Getting duplicate DNS entries for same IP address

dhcpdomain-name-systemvpn

I have a system (SYSTEMX) that is connected to our network through a VPN. Periodically the VPN gets disconnected and SYSTEMX loses its connection to the network. When this occurs I usually easily find out from a log generated during a nightly task that fails as a result of the sytem being offline.

I ping the system "ping SYSTEMX" and get timeouts as expected. Reconnect the VPN and it is good to go.

Two times however the log has had different results as a new system (SYSTEMSTEALTH) will come in and resolve to the same IP address that SYSTEMX was given.

I ping "ping SYSTEMX" and lo and behold responses come in.

When I do an "nslookup SYSTEMX" and "nslookup SYSTEMSTEALTH" both names resolve to the same IP address.

I am not an expert on network topology however it seems to me that upon distributing a new DHCP lease there should be communication to the name server to remove stale entries for that address to prevent this type of scenario.

Does anyone have any suggestions or are able to clarify a way to prevent this from occuring? I am working with my IT deptartment to resolve this issue, their current stance is that it is fine as SYSTEMX is not on the network SYSTEMSTEALTH comes in after and all is good. However being able to "ping SYSTEMX", connect to it, file share to it using admin shares; this does not seem right to me since SYSTEMX is really SYSTEMSTEALTH.

Thank you for your help.

Best Answer

What's happening is the VPN solution is registered a new PTR record every time a new connection is granted. This can also happen in any environment where dynamic DNS updates are permitted, BTW. So when you query based on IP, there are multiple PTR records because, as has been pointed out, the old ones haven't been cleaned up. So when you nslookup based on IP, you're getting one of the PTR records, which may not correspond to the correct computer name.

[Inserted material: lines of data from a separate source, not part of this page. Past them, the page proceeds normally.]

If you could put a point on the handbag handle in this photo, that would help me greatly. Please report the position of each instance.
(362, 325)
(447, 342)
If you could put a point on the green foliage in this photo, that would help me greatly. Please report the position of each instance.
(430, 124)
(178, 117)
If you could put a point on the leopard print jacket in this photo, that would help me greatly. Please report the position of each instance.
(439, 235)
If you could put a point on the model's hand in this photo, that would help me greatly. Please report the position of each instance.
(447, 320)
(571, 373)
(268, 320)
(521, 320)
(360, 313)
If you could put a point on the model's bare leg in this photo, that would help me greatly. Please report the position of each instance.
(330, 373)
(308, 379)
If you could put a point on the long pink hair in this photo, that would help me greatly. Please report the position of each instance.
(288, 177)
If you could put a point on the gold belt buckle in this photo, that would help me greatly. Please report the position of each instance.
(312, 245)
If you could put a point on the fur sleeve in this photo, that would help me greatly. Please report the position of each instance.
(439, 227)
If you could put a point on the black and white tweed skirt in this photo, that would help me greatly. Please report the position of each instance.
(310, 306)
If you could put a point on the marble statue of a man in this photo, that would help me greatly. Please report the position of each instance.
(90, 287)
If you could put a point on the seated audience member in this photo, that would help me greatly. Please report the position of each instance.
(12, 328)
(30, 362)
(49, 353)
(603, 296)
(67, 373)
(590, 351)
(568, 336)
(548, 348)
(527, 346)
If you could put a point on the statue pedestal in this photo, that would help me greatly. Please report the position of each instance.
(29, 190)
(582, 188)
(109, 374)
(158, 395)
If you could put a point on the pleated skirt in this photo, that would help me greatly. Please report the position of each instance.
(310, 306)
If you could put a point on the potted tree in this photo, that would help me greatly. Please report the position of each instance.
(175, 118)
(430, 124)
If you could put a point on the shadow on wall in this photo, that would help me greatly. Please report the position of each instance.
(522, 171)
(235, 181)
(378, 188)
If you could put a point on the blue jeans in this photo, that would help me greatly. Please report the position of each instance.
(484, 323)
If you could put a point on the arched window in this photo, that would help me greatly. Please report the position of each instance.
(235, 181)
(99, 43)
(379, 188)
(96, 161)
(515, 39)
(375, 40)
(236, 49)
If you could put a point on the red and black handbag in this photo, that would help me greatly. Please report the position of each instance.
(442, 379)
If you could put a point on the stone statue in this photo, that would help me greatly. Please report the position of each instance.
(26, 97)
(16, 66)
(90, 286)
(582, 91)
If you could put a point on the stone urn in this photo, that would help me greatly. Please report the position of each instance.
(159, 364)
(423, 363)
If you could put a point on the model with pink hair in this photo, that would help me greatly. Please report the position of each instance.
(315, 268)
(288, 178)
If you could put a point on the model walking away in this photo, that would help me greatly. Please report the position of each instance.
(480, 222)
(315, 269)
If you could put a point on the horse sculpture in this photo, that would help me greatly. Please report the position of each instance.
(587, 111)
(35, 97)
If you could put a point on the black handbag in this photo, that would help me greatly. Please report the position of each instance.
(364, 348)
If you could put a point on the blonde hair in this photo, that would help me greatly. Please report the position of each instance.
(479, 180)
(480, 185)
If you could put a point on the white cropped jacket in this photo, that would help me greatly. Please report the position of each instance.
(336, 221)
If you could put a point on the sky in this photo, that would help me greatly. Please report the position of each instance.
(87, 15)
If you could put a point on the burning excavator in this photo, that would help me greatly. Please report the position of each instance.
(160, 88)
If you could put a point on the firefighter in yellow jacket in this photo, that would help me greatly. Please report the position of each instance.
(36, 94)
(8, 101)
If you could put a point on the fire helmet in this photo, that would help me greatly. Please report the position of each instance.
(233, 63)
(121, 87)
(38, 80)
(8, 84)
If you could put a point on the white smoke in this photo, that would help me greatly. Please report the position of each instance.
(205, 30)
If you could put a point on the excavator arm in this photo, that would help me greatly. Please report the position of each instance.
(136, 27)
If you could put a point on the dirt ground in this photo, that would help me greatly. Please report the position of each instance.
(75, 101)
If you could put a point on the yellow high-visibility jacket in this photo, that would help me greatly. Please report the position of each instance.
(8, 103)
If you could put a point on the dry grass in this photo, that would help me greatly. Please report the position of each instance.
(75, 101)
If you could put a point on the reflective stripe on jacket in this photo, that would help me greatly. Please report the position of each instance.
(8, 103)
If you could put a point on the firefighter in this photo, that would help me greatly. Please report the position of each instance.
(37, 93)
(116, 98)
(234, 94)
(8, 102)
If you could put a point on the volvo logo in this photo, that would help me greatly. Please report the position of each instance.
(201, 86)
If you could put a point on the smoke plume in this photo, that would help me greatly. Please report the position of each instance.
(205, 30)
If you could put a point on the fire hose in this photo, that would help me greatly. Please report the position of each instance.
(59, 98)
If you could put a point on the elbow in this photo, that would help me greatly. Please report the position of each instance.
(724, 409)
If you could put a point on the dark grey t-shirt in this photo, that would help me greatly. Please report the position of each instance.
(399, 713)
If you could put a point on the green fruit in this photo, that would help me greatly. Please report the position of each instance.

As has been mentioned, if the DNS server is set to scavenge, eventually the old PTR records will clean up, though this takes time. For instance, it could a few weeks in a default Windows Server 2003 DNS configuration (once scavenging is turned on).

And like what has already been mentioned, we found that by doing DHCP reservations was the way to go in those cases where it truly mattered to us. In cases where it didn't, we would ping the IP, verify it, then do an nbtstat -a IP address to see what Windows system was truly responding on that IP.